The race for the Turkish presidency has turned into a must watch for those interested in the spread of Islamic fundamentalism. The pro-Islamist PM Recep Tayyip Erdogan was originally considered to be the front runner, but a new candidate Abdullah Gul, who is touted to be more secular by his supporters, has emerged and is expected to be elected May 9th in the third round of elections.
The issue that has everyone in Turkey up in arms is that both candidates started their political lives the same way—in the first pro-Islamic party in Turkish history, the Welfare Party, which was banned by the country’s courts after one year of existence. In addition both men’s wives wear headscarves, a very touchy issue in Turkey.

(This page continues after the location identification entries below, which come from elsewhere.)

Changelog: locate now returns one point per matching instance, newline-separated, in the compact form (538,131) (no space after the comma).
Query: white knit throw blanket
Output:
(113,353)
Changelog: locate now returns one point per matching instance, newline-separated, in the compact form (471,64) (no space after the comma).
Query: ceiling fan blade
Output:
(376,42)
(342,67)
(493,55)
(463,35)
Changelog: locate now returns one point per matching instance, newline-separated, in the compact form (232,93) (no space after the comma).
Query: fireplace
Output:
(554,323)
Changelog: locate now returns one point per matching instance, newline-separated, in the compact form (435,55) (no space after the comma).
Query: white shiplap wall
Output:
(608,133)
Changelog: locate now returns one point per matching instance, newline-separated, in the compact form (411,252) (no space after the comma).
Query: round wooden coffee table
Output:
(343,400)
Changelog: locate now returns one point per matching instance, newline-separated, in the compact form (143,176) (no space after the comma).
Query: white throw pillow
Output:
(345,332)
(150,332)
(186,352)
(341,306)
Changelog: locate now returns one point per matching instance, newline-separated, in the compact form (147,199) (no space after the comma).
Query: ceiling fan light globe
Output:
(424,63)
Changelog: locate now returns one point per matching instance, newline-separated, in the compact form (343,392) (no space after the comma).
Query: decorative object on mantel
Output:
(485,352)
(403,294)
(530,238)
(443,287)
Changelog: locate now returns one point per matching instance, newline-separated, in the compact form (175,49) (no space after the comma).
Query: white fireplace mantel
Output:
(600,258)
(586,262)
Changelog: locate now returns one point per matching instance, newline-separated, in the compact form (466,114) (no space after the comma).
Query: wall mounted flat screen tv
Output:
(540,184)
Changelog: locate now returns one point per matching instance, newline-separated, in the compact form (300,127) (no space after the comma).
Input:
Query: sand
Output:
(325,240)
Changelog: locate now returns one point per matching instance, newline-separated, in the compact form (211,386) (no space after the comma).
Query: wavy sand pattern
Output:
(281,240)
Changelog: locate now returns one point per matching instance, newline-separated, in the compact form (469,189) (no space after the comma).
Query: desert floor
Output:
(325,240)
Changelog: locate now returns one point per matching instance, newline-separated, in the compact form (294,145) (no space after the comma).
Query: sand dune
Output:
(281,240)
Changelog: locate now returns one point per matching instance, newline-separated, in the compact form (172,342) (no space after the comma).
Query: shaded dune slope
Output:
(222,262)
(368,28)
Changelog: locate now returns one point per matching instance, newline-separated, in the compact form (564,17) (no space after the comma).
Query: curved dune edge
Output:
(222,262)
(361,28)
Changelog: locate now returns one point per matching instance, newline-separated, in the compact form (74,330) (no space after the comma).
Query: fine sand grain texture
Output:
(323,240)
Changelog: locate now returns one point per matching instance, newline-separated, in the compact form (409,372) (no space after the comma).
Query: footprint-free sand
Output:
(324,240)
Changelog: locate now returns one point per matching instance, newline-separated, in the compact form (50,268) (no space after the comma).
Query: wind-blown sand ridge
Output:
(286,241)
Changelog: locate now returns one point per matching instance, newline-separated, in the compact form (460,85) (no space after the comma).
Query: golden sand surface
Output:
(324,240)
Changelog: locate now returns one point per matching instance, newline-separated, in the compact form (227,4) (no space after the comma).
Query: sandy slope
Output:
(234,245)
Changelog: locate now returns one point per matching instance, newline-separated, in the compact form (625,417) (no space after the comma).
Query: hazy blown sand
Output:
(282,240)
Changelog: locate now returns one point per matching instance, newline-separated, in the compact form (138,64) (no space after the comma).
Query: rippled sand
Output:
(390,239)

These two candidates have put the Turkish army on high alert. The army and the ruling elite view themselves as the guardians of the legacy of the reforms of Mustafa Kemal Ataturk and the army has not been afraid to actively protect that legacy. They have led coups in 1960, 1971, 1980 and forced a pro-Islamist prime minister from office in 1997. Seeing as how there was a massive rally in Ankara to support secularism it seems unlikely that if the army decides to intervene in the Turkish political process a significant portion of the population would not be overly offended.
The election of an Islamist president could have other far reaching consequences. For example Turkey has long wanted to be a member of the EU and has made several reforms, such as banning the death penalty, totally to please the EU. If the army does not intervene it will be interesting to see if either man does use the power of the presidency to push forward Islamist ideals and what the reaction of the EU will be. But if the army does intervene (and I am purely playing the devil's advocate here) would that be a red flag to Islamist terrorists causing Turkey to become a more attractive target?
If nothing more this issue could turn into a case study of whether secularism in the Middle East can survive without an army or other body to actively protect it. Typically cults of personality are really bad things creating demigods and pseudo-religions. In Turkey’s case however the “Cult of Ataturk” might be the only way for secularism to survive.